Hamden grants third contract extension to developer of abandoned property


HAMDEN – As the city debates whether to go ahead with the project or seek out a new developer, the Legislative Council has granted another contract extension to the Mutual Housing Association of South Central Connecticut, the local association a nonprofit that is expected to build 87 units on the site of Hamden’s abandoned college.

Approved in 2015, the original agreement reserved the vast expanse of city-owned land at 560 Newhall St. for mutual housing, which operates under the nickname NeighborWorks New Horizons.

But the expiration of the contract in July put the future of the site, abandoned years ago due to contamination, in limbo. In order to reassess the plan, the council granted Mutual Housing two three-month extensions, one in July and one in October.

Then, on Monday, the board granted its third extension in six months, delaying a decision until April.

“The council is still wondering whether or not the mutual proposal is the direction in which they want to move forward,” said city planner Erik Johnson.

A request for comment was left with NeighborWorks President and CEO Tom Cruess on Tuesday.

According to Johnson, officials must answer two main questions in the coming months. The first concerns the question of whether the Mutuelle d’Habitat plan represents the best use of the site. The second concerns the abandoned gymnasium which is part of the complex.
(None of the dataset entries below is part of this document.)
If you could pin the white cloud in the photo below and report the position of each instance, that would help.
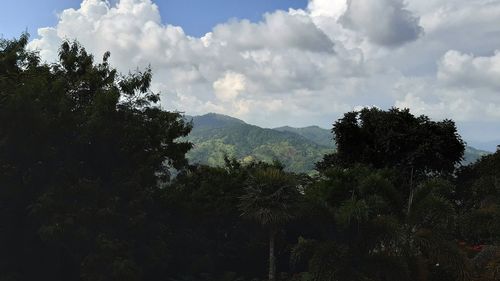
(465, 70)
(305, 66)
(230, 86)
(384, 22)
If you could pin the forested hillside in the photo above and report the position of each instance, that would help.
(87, 192)
(215, 136)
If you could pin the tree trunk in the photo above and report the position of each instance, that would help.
(272, 258)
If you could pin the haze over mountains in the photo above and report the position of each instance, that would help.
(215, 136)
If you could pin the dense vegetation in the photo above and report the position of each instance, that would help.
(87, 192)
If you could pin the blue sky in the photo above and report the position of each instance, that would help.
(196, 17)
(291, 62)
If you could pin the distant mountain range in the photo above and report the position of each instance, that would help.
(215, 136)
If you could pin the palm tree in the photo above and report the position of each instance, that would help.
(270, 198)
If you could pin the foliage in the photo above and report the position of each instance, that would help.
(396, 139)
(82, 152)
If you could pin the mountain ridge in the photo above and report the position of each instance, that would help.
(216, 136)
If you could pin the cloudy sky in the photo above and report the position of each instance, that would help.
(294, 62)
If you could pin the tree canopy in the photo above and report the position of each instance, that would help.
(82, 152)
(397, 139)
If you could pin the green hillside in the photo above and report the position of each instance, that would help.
(314, 133)
(472, 154)
(215, 136)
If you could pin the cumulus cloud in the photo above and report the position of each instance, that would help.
(465, 70)
(384, 22)
(305, 66)
(230, 86)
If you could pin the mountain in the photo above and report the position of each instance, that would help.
(314, 133)
(472, 154)
(215, 136)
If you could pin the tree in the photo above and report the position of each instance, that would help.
(82, 152)
(373, 237)
(397, 139)
(270, 198)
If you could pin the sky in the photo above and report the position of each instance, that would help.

When bringing the project to the city, Mutual Housing offered to turn the gymnasium into a community center. But as officials reconsidered the deal, Mutual Housing offered two new options.
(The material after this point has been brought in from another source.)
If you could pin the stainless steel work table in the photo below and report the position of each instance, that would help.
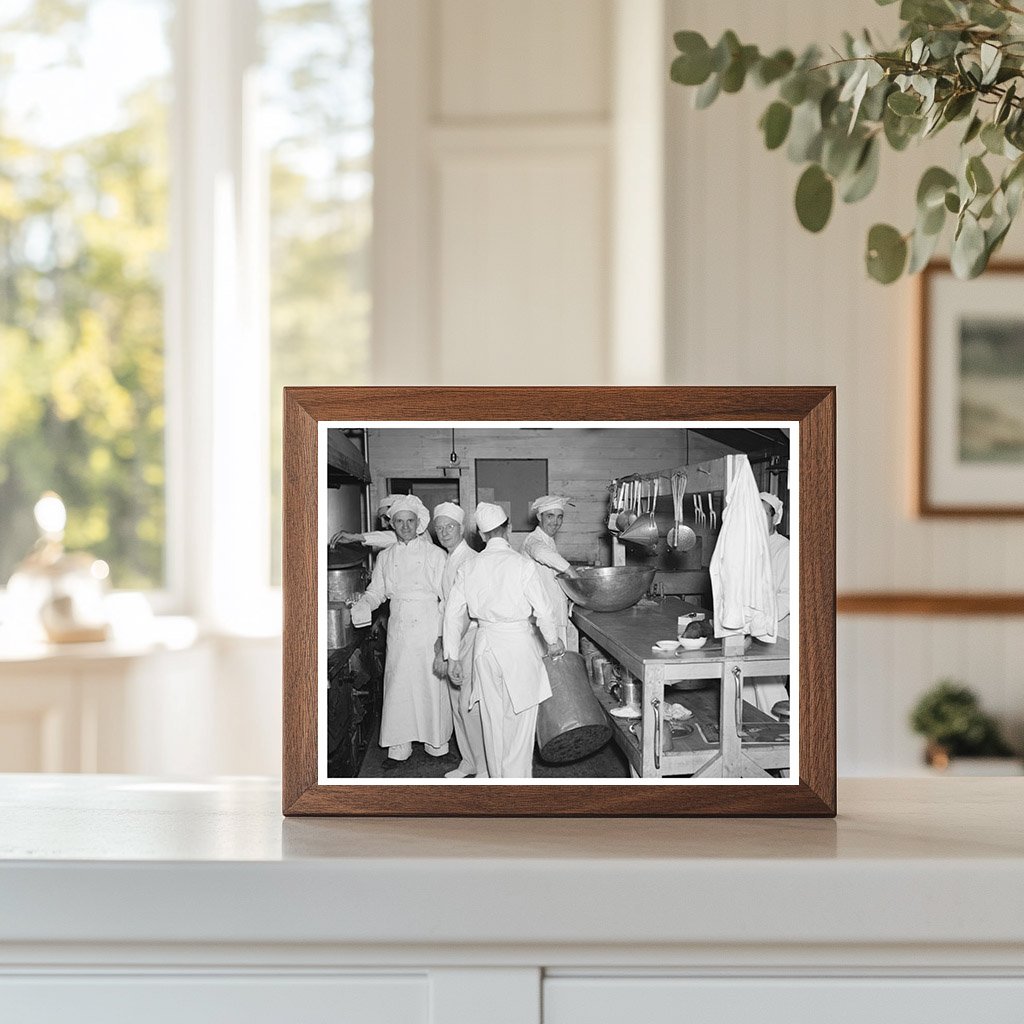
(628, 637)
“The mutual came up with a proposal that called for tearing down the gymnasium and replacing it with a smaller community center,” Johnson said, describing one of those options.

According to the other proposal, “the mutual would buy the entire property from the city, then rent the gymnasium to the city to renovate and then operate it,” he said, adding that the cost of the transfer of ownership would be $ 1.

The history of contamination at the site decreases its market value, according to Johnson, who said transferring ownership to another entity would minimize the city’s potential liability.

In this scenario, “the city has no permanent environmental liabilities associated with the property. All these responsibilities are transferred to Mutual Housing, ”he said. The “contamination has been repaired, but the city is trying to protect itself against any possible liabilities.”

If the city makes a new deal with the association, the development will be slightly different than originally planned, according to a conditions sheet provided to the Legislative Council in October.

The property would include 87 units instead of 99, according to the document, and 69 of them would be affordable.

More than half of those units would be in college, which Mutual Housing would reuse, Johnson said.

The new conditions also include a more specific schedule for construction. Johnson said the schedule has been adjusted since October.

“At the end of April, there will be a vote on whether or not to continue moving forward with Mutuality,” he said.

If the council approves the project, it will likely need a further extension and use the time “to draft a new land use agreement” reflecting the amended terms, Johnson said.